In its forecasts, the central bank assumes that the rate of inflation, which has so far been driven mainly by higher import prices, will fall again in Japan. Shigeto Nagai, Japan economist at Oxford Economics, therefore believes: “The BoJ will maintain the status quo for about a year”. Because Ueda wants to check whether the inflation target can be achieved permanently.

The focus is on whether companies will pass on their high profits not only to investors in the form of higher dividends, but also to the Japanese in the form of wage increases. Real wages have stagnated for almost 30 years and are now declining with inflation. Many large corporations showed themselves generous in this year’s pay round. However, it is still unclear whether this trend will continue and wages will rise faster than prices.

No quick rate hikes

However, the experts at Bank of America say: “We do not believe that the BoJ has the leeway to wait calmly for the results of the wage negotiations in spring 2024 before beginning policy adjustments.” Because economists expect inflation to slow down lower than expected by the BoJ.

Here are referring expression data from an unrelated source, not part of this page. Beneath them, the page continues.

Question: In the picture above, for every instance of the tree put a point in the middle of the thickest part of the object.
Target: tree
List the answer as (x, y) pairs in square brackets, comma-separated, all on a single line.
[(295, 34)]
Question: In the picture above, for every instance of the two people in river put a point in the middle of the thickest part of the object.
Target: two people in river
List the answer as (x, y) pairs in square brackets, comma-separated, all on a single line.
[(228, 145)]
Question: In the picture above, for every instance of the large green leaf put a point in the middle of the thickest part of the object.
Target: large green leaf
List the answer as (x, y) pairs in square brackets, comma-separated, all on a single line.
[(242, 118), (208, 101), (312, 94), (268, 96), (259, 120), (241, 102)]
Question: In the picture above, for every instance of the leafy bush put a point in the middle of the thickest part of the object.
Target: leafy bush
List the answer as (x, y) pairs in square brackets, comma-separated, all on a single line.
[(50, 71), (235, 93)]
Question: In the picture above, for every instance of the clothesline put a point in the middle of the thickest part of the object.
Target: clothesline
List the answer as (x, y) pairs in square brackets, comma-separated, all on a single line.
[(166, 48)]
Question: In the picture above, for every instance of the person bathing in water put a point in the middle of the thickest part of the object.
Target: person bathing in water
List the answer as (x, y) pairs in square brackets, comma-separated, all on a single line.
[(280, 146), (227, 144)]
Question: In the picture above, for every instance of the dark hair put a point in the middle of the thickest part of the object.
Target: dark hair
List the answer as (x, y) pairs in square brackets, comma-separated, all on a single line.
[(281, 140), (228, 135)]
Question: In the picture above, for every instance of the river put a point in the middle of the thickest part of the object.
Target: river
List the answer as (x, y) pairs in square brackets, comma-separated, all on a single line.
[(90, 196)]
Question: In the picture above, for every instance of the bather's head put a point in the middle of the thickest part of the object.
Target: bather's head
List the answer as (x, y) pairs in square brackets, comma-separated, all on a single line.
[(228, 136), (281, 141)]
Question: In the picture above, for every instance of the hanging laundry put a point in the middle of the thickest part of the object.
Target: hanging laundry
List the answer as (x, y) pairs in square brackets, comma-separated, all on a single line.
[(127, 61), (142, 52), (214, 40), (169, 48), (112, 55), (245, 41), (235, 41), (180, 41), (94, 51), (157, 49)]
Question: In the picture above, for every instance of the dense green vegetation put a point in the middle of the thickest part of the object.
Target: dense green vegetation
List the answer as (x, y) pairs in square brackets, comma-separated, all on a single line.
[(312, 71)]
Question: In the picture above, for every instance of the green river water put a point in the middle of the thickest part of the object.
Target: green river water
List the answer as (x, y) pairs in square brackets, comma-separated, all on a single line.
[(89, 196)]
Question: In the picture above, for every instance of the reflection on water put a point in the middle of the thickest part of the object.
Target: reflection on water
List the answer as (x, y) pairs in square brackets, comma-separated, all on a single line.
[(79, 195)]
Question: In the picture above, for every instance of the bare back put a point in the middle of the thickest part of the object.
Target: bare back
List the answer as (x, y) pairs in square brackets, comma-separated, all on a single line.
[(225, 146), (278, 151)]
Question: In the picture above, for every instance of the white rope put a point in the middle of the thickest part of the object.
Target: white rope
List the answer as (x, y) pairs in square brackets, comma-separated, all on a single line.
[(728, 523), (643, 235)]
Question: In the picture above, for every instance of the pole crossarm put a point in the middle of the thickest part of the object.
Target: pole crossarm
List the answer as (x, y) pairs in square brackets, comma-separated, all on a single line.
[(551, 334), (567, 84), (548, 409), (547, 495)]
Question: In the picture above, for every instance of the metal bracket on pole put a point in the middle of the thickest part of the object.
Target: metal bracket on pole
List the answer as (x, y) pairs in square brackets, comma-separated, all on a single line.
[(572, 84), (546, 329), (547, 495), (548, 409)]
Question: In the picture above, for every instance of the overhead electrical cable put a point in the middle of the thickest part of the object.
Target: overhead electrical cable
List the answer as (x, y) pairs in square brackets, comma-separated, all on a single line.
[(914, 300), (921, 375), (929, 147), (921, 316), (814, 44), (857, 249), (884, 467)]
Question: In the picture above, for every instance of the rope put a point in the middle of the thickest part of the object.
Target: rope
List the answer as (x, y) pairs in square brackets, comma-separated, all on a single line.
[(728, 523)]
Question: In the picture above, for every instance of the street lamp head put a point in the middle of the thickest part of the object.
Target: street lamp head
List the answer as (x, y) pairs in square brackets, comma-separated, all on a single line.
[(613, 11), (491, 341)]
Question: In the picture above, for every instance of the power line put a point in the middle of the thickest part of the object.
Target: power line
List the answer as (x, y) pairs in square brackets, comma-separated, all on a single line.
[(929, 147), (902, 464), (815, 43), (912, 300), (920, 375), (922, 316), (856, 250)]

Nobody in Japan is expecting a rapid succession of interest rate hikes like in Europe or the USA. The reason is the national debt of around 260 percent of the gross domestic product, explains Tohru Sasaki from JP Morgan Chase in Tokyo. “Big rate hikes are difficult because they would increase government debt very much.” In a new era of higher global interest rates and higher inflation, Sasaki believes that the government and the BoJ will accept higher price hikes when interest rates are low.